The present study demonstrated that the comparative dye filling and facets assessment reflected the superiority of barium sulfate over lipiodol in assessing lacrimal drainage disorders (Fig. 5A and D). Anatomical details were better delineated with barium sulfate, and the dacryolith filling defects could be better evaluated (Figs. 3 and 6). Both these features would aid in subsequent patient management. Besides the imaging advantages (as demonstrated in the present study) of barium sulfate, it is also significantly cheaper (more than ten times) than lipiodol. This may have a bearing on the lacrimal drainage system where the volume to be injected is much less and makes barium sulfate a better economic product. It would make more economic sense in Eastern European countries like Poland and developing countries like India.

The present study first assessed a lacrimal drainage system with lipiodol and irrigated the system following imaging. Since lipiodol is immiscible in tears, a gap of one week was given so that it does not interfere with the subsequent CT-DCG. In one week, the same lacrimal system was reassessed with barium sulfate to obtain a direct comparison with the same patient.

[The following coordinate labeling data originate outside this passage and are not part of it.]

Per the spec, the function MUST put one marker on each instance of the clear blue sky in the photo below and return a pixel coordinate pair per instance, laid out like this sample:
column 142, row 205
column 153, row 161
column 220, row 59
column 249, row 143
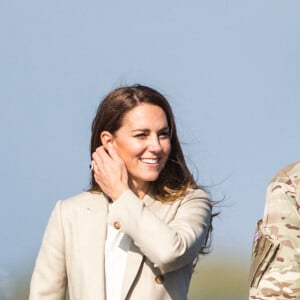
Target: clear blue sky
column 230, row 69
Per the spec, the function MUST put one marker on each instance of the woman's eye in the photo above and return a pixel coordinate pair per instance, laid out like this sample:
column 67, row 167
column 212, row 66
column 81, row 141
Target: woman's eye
column 140, row 135
column 164, row 134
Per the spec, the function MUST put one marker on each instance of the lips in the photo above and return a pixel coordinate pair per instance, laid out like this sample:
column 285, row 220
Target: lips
column 150, row 160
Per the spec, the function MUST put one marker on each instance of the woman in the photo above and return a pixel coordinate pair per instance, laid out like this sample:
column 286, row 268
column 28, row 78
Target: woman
column 137, row 232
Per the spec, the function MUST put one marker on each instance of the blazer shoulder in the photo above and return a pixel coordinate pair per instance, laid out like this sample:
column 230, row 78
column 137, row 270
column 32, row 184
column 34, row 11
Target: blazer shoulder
column 86, row 200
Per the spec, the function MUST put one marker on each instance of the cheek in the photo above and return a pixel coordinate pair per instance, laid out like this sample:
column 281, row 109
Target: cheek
column 167, row 148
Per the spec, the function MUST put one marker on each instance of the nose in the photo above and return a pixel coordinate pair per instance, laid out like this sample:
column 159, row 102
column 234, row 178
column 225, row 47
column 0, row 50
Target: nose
column 154, row 145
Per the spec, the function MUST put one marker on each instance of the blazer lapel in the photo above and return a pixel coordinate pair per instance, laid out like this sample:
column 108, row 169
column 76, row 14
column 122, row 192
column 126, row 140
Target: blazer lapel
column 134, row 259
column 133, row 265
column 92, row 228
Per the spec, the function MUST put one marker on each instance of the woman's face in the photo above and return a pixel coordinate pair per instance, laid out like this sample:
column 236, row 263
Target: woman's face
column 143, row 143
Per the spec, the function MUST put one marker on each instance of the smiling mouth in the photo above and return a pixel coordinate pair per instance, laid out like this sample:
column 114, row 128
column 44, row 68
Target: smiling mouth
column 150, row 160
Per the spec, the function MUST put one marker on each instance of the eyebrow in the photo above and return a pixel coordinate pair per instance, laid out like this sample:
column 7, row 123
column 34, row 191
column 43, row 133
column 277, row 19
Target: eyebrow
column 146, row 129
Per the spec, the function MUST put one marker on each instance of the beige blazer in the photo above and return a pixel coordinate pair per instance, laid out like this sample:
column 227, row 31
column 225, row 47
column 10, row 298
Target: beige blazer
column 166, row 238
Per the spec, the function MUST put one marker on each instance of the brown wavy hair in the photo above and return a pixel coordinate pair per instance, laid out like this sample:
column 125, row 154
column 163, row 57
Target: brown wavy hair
column 175, row 178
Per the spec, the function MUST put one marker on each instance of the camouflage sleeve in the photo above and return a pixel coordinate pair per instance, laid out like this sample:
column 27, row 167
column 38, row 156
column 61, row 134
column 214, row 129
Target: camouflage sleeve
column 275, row 261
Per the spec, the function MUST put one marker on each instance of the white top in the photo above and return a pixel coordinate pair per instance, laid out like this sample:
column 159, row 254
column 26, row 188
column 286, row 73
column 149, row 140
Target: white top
column 116, row 248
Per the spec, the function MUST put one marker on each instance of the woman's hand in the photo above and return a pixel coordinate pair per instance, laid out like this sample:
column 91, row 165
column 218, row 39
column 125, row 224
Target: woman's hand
column 110, row 171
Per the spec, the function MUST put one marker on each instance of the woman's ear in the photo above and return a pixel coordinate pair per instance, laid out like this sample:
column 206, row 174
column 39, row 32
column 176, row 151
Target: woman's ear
column 106, row 137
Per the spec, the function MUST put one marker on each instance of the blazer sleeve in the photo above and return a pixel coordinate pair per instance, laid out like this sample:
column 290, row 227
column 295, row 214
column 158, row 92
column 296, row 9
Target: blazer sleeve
column 168, row 245
column 49, row 276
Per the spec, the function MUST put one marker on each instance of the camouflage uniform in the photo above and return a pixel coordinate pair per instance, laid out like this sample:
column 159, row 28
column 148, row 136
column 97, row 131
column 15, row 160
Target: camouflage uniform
column 275, row 264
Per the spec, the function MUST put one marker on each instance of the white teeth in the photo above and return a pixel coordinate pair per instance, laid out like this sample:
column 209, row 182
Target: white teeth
column 150, row 160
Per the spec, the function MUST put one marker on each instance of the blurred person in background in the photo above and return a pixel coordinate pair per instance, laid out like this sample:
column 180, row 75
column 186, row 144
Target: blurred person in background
column 275, row 265
column 139, row 229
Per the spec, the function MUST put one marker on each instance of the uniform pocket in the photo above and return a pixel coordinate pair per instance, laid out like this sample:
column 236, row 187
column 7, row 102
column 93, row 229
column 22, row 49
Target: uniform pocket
column 263, row 253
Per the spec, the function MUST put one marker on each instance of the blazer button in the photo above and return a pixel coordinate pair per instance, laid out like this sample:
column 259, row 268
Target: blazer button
column 159, row 279
column 117, row 225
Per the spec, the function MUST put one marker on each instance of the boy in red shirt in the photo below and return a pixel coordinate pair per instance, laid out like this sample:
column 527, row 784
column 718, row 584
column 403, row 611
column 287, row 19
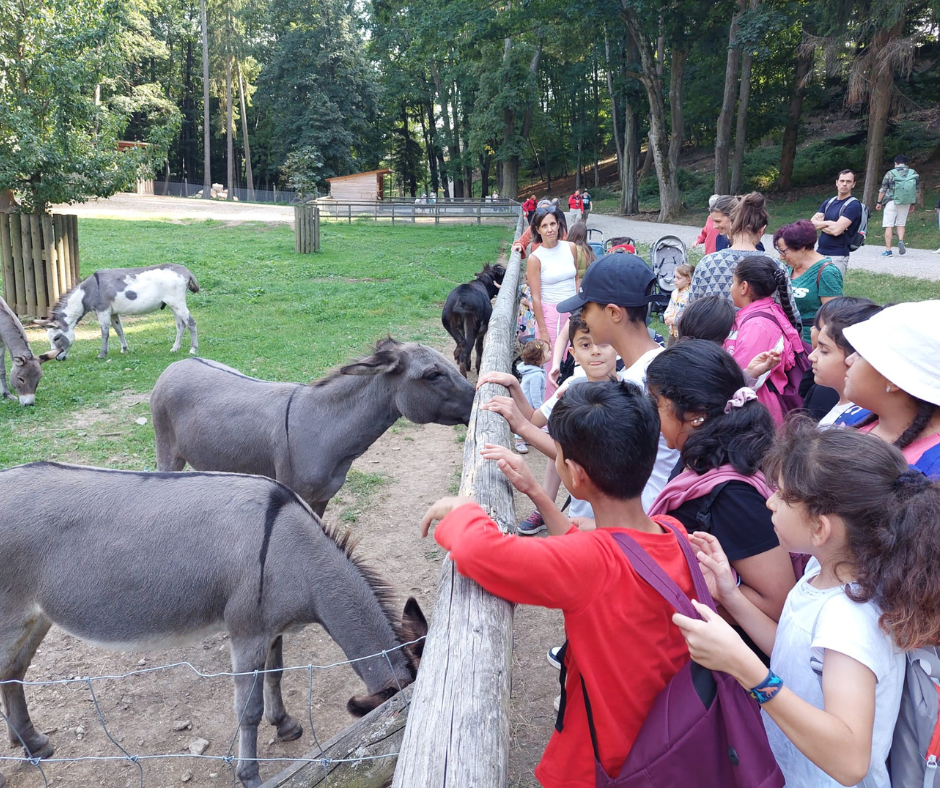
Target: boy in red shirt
column 621, row 639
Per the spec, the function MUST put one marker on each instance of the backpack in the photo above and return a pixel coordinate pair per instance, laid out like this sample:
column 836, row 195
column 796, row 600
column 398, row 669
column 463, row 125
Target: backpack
column 703, row 729
column 789, row 398
column 916, row 746
column 857, row 239
column 905, row 186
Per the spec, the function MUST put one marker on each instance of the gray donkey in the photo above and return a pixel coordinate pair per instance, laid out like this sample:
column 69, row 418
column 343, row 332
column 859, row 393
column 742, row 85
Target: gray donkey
column 26, row 372
column 110, row 293
column 305, row 436
column 141, row 561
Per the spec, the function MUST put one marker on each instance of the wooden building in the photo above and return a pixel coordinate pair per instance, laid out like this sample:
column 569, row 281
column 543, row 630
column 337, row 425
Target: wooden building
column 361, row 187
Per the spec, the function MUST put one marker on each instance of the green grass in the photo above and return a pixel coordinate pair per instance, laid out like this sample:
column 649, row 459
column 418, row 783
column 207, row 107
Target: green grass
column 262, row 309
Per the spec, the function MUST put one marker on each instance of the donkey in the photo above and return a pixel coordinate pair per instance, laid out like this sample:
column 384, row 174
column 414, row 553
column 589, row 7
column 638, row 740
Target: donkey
column 136, row 561
column 306, row 436
column 467, row 313
column 113, row 292
column 26, row 372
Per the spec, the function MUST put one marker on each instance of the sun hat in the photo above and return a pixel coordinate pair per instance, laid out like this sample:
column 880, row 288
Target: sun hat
column 616, row 278
column 902, row 343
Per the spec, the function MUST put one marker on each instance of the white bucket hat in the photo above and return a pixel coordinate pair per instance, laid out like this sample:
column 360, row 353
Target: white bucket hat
column 902, row 343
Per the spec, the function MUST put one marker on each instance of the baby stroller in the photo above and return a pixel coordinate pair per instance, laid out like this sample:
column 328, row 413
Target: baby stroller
column 665, row 254
column 596, row 246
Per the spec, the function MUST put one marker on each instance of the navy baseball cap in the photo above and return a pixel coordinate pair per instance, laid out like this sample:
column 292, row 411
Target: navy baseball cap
column 617, row 278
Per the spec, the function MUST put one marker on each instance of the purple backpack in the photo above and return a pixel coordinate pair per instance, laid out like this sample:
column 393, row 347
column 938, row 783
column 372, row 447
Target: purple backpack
column 703, row 729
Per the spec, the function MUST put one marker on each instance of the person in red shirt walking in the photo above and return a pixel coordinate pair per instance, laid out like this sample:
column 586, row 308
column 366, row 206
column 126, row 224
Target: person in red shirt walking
column 606, row 437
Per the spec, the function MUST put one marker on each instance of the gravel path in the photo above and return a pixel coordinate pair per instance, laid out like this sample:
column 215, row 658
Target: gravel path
column 920, row 263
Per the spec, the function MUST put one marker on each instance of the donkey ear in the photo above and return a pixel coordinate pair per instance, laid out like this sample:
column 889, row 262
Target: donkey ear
column 360, row 705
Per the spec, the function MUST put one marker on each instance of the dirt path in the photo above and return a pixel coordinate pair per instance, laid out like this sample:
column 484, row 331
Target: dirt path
column 143, row 713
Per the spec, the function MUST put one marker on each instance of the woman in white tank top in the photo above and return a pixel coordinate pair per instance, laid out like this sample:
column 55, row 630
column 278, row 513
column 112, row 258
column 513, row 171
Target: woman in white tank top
column 551, row 274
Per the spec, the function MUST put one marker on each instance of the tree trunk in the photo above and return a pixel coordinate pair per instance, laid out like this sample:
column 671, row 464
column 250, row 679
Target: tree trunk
column 206, row 129
column 740, row 132
column 248, row 175
column 229, row 141
column 723, row 130
column 804, row 64
column 879, row 106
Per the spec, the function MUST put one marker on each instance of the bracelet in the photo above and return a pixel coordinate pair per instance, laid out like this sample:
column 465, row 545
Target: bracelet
column 767, row 689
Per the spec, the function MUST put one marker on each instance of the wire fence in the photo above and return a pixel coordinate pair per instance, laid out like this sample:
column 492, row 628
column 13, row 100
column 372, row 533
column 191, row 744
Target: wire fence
column 229, row 759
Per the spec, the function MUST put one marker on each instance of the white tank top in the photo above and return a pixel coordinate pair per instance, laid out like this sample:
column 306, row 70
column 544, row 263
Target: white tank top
column 558, row 272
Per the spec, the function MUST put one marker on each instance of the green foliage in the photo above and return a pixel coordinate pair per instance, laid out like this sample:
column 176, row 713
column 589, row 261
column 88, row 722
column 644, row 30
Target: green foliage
column 57, row 143
column 261, row 308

The present study has several limitations. These include a smaller sample size, lack of standardization of the ideal concentration of barium sulfate for CT-DCG, the utility of adding hyaluronate, and the unknown complications of barium sulfate CT-DCG (although none were noted in the present). The strengths of the present study are the head-on comparison between a new contrast agent and a traditional one in the same lacrimal drainage system, the exploration of more sustainable and economically viable options, and comparative three-dimensional CT-DCG models. The future research can be directed towards standardization of the ideal concentration of barium sulfate for CTDCG and testing in larger cohorts from different geographical regions and exploring the feasibility in several lacrimal drainage disorders like dacryolithiasis.

Conclusions

The present study is the first to demonstrate the utility of barium sulfate as a viable alternative contrast agent for CT-DCG. Further exploration is required to assess the optimal concentration of barium sulfate needed for dacryocystography and compare it with iodine containing contrast agents.